Significantly, he added, ‘I think the punishment, a whole life sentence, is not enough – not for what she’s done to those people … It should be capital punishment as far as I’m concerned … There are certain crimes that need to be punished in the right way and just serving life in prison and having your TV and your nice bunk and your warm radiator and your three meals a day, she’s going to enjoy it, she’s going to love it.’
John Treanor’s conclusion about Joanna Dennehy is reflected time after time in the reactions to the dreadful crimes that lead to a whole life sentence, and it precisely encapsulates the argument that runs throughout this book – is being incarcerated in a prison cell for sixty years or more better or worse than the death penalty?

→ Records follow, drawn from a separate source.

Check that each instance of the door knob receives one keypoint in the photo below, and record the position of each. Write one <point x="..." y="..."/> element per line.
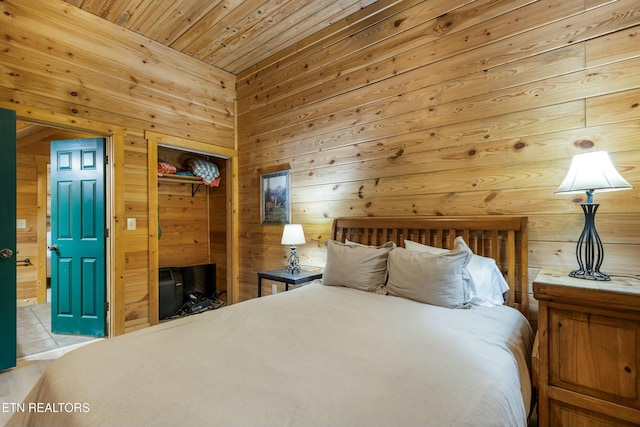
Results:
<point x="6" y="253"/>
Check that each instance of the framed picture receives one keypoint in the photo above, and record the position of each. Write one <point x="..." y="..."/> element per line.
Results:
<point x="275" y="203"/>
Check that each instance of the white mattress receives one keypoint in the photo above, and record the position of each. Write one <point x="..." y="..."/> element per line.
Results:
<point x="314" y="356"/>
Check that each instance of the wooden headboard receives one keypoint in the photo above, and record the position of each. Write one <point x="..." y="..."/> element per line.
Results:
<point x="503" y="238"/>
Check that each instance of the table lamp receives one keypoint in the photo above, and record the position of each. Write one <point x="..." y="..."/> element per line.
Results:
<point x="293" y="235"/>
<point x="591" y="172"/>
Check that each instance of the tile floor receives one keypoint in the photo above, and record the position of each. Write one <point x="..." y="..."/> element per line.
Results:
<point x="34" y="331"/>
<point x="37" y="347"/>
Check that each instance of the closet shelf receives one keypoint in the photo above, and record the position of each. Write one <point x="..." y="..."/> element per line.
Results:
<point x="183" y="179"/>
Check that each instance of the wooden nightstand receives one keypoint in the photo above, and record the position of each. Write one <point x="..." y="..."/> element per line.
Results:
<point x="589" y="351"/>
<point x="283" y="276"/>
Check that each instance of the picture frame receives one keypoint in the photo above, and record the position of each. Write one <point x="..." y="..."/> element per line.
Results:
<point x="275" y="194"/>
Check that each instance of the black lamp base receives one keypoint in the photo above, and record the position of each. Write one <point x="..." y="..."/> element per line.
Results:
<point x="293" y="263"/>
<point x="589" y="251"/>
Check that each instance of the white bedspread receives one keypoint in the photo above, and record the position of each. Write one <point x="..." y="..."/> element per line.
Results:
<point x="315" y="356"/>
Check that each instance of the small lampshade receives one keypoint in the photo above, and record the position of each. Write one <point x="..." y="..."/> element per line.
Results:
<point x="592" y="171"/>
<point x="293" y="235"/>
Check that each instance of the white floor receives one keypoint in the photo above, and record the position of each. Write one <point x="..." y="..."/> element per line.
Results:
<point x="37" y="347"/>
<point x="16" y="383"/>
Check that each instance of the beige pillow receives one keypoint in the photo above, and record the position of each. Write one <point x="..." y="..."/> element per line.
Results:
<point x="356" y="266"/>
<point x="438" y="279"/>
<point x="488" y="284"/>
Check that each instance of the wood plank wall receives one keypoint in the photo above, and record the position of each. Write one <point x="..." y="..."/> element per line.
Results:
<point x="81" y="70"/>
<point x="193" y="225"/>
<point x="450" y="107"/>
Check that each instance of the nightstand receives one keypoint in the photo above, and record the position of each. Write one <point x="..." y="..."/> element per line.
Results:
<point x="283" y="276"/>
<point x="589" y="350"/>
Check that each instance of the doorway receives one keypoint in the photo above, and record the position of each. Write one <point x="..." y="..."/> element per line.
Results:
<point x="33" y="213"/>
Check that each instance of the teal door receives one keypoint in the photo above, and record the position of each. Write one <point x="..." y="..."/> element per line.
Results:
<point x="78" y="290"/>
<point x="7" y="239"/>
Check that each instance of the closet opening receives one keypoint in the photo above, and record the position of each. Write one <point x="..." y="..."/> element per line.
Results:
<point x="192" y="233"/>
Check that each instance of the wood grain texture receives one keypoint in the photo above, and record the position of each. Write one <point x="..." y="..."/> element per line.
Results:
<point x="463" y="108"/>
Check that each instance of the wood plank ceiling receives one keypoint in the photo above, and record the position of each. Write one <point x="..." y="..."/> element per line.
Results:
<point x="229" y="34"/>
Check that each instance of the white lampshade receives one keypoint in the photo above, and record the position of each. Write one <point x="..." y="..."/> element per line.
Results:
<point x="592" y="171"/>
<point x="293" y="235"/>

After all, there is no chance that Dennehy was innocent of her three murders – no chance that that an innocent woman might be put to death – for she admitted them in open court.
Dennehy’s whole life sentence underlines the dilemma for a society, its judges and its legislators over whether it is indeed either ‘justifiable’ or ‘human’ treatment to sentence any man or woman to spend more than half a century in prison.
The former President of the Supreme Court in England, and a former Lord Chief Justice, Lord Phillips of Worth Matravers, suggested in 2006 – when he was still Lord Chief Justice – that judges had been pushed into longer and longer sentences in England and Wales by public opinion and politicians.
‘But I sometimes wonder whether, in a hundred years’ time,’ he said, ‘people will be as shocked by the length of sentences we are imposing as we are by some of the punishments in the eighteenth century.’
Is the whole life term the modern equivalent of the rack – rendering exquisite pain over ever-increasing periods of time? And can that truly be justified?